The Stueckelberg Field

TL;DR

The paper reviews the Stueckelberg mechanism, extending it to the standard model to give mass to the photon, discusses its implications, historical influence, and explores potential generalizations to non-Abelian gauge theories.

Contribution

It provides a comprehensive review of the Stueckelberg mechanism's application to the standard model and discusses prospects for extending it beyond Abelian theories.

Findings

Stueckelberg mechanism can give mass to the photon in the standard model.

Neutrinos acquire coupling to the photon through this mechanism.

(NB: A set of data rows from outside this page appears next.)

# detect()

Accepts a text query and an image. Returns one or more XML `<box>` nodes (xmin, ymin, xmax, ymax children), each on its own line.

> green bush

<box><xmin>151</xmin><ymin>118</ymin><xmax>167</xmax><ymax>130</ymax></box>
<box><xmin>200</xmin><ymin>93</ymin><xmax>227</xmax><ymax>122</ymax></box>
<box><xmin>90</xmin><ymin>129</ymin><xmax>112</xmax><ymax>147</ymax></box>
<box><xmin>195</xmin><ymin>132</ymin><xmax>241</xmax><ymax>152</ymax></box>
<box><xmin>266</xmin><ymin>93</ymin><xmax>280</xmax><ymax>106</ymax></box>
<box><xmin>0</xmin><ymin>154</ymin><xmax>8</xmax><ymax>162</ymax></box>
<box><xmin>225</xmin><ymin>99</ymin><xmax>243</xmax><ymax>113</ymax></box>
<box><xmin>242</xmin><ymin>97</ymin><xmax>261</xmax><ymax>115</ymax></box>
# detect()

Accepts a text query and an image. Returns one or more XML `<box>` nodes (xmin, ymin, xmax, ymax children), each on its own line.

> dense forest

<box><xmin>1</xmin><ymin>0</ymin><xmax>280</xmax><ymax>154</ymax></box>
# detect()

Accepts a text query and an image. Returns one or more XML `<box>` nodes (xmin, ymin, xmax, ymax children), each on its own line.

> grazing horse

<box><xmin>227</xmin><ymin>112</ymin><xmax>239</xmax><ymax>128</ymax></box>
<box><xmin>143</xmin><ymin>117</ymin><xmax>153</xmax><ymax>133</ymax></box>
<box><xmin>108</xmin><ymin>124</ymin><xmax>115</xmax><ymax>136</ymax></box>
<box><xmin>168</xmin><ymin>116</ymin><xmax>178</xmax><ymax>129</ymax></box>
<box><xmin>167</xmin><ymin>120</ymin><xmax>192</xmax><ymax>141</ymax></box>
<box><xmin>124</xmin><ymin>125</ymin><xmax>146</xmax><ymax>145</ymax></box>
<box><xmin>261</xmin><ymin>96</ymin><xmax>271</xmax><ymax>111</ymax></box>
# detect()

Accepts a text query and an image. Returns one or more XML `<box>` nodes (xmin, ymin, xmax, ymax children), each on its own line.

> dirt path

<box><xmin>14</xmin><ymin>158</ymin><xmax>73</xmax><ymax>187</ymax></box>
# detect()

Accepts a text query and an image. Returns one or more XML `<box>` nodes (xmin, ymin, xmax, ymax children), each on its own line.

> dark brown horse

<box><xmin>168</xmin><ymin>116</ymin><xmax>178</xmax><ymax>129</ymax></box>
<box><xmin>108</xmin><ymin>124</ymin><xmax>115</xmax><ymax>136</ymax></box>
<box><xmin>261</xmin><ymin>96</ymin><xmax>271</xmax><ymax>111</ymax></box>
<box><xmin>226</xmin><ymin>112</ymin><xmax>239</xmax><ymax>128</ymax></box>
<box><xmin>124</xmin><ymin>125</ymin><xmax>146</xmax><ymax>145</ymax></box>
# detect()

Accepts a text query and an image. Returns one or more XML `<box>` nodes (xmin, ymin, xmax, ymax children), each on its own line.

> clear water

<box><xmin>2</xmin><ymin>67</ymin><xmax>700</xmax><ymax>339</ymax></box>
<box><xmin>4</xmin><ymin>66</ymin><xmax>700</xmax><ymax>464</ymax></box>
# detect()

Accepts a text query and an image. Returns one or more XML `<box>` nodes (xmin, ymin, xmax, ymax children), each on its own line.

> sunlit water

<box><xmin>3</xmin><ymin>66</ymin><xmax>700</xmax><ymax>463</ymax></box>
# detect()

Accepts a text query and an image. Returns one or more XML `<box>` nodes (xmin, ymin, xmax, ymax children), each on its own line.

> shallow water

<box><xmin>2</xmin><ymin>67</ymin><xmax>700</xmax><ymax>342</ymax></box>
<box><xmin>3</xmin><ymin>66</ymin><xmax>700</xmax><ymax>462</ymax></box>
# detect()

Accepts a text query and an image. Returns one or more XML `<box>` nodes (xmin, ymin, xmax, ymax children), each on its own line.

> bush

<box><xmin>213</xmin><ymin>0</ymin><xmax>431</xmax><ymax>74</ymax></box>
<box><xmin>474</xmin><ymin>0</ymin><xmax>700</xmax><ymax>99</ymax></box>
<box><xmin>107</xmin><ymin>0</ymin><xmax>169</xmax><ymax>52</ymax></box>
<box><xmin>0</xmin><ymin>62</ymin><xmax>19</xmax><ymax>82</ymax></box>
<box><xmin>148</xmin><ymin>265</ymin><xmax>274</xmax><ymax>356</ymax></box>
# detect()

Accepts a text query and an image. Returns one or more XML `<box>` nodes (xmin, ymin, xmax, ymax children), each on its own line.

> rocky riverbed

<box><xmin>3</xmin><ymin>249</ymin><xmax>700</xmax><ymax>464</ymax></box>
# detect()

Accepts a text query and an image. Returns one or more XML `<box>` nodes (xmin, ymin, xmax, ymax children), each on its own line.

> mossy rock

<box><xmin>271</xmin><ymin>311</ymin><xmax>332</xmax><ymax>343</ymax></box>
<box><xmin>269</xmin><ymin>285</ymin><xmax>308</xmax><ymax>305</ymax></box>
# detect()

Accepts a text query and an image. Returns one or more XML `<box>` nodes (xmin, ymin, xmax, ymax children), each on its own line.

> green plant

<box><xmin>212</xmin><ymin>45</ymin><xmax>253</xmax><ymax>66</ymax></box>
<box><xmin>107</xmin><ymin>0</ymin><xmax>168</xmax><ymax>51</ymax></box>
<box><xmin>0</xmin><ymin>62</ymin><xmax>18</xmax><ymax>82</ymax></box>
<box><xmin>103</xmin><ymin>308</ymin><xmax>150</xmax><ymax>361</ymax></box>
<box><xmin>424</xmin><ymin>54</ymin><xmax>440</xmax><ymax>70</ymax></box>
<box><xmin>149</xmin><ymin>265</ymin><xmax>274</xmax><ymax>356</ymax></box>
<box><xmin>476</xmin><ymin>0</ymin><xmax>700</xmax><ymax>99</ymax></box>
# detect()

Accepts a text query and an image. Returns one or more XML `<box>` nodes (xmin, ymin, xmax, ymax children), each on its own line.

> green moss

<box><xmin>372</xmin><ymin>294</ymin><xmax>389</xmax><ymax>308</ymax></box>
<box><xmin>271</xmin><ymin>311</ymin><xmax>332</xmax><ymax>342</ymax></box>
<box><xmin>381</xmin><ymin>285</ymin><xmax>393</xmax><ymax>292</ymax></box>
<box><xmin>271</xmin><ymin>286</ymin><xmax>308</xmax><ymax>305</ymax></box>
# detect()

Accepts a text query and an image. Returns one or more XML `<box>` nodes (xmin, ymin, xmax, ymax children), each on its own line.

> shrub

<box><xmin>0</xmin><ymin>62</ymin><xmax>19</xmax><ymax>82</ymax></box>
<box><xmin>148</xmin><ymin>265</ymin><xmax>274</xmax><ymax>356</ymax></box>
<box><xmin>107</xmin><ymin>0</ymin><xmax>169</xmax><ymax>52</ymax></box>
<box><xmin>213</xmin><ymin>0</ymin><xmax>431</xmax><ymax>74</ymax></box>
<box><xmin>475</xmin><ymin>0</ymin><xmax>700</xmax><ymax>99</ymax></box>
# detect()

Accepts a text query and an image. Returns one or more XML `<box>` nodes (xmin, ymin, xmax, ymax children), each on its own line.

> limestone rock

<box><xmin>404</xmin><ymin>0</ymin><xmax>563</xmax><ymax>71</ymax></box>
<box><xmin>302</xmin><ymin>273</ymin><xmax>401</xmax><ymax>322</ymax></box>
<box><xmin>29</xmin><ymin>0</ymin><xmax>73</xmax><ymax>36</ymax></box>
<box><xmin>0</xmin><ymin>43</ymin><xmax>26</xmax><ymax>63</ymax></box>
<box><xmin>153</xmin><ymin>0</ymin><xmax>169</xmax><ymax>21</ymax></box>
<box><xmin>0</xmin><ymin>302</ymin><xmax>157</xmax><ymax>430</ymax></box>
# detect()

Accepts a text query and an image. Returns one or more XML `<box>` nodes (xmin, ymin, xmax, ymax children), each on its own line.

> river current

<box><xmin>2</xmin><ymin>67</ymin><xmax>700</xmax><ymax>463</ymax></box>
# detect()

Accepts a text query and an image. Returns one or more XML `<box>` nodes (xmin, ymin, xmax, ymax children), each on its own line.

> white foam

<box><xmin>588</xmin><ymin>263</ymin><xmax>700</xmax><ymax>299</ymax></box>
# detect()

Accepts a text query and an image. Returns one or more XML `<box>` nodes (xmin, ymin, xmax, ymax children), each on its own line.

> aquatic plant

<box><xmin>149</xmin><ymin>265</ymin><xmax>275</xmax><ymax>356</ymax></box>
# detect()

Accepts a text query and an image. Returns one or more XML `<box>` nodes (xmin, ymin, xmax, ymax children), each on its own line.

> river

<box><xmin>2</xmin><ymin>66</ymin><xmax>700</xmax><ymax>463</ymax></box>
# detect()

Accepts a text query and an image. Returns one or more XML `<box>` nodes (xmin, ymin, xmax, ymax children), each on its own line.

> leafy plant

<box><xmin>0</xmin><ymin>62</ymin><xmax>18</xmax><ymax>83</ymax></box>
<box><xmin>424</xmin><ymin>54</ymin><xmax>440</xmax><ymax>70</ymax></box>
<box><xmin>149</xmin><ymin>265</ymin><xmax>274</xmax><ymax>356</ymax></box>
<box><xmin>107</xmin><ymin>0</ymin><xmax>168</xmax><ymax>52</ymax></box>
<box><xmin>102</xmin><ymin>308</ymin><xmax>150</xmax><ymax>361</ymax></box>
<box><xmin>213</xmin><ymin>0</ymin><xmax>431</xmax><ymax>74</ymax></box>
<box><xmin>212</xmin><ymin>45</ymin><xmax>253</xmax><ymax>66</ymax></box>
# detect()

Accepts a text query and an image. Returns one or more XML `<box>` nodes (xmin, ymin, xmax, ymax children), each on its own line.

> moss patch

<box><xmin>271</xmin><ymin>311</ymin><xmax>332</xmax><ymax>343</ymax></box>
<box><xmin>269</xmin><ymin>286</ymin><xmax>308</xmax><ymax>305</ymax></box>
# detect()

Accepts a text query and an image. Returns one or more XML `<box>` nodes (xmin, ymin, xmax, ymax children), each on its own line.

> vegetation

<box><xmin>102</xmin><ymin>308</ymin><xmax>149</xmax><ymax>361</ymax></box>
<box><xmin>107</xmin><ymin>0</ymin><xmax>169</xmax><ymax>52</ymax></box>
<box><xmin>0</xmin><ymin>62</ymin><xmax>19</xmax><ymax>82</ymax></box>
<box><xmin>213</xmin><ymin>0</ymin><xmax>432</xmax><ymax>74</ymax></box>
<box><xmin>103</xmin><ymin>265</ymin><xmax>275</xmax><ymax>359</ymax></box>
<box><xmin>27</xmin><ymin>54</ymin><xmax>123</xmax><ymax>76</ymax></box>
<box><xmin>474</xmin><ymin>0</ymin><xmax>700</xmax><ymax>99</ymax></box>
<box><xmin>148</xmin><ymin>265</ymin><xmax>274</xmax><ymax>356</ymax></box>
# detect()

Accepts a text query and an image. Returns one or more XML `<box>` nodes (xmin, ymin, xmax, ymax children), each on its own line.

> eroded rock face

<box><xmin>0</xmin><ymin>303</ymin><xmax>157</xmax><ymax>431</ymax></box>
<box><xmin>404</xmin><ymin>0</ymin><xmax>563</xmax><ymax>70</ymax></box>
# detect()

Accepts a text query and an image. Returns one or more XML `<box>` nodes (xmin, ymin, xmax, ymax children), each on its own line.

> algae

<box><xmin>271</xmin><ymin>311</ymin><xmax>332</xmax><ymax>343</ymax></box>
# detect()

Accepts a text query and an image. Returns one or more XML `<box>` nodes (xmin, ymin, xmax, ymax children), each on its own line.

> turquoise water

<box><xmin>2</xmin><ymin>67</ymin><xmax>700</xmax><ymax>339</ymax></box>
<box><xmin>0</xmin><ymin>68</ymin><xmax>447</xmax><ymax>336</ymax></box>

The Higgs mechanism remains the only known renormalizable way to give mass to non-Abelian gauge fields.

Abstract

In 1938, Stueckelberg introduced a scalar field which makes an Abelian gauge theory massive but preserves gauge invariance. The Stueckelberg mechanism is the introduction of new fields to reveal a symmetry of a gauge--fixed theory. We first review the Stueckelberg mechanism in the massive Abelian gauge theory. We then extend this idea to the standard model, stueckelberging the hypercharge U(1) and thus giving a mass to the physical photon. This introduces an infrared regulator for the photon in the standard electroweak theory, along with a modification of the weak mixing angle accompanied by a plethora of new effects. Notably, neutrinos couple to the photon and charged leptons have also a pseudo-vector coupling. Finally, we review the historical influence of Stueckelberg's 1938 idea, which led to applications in many areas not anticipated by the author, such as strings. We describe the numerous proposals to generalize the Stueckelberg trick to the non-Abelian case with the aim to find alternatives to the standard model. Nevertheless, the Higgs mechanism in spontaneous symmetry breaking remains the only presently known way to give masses to non-Abelian vector fields in a renormalizable and unitary theory.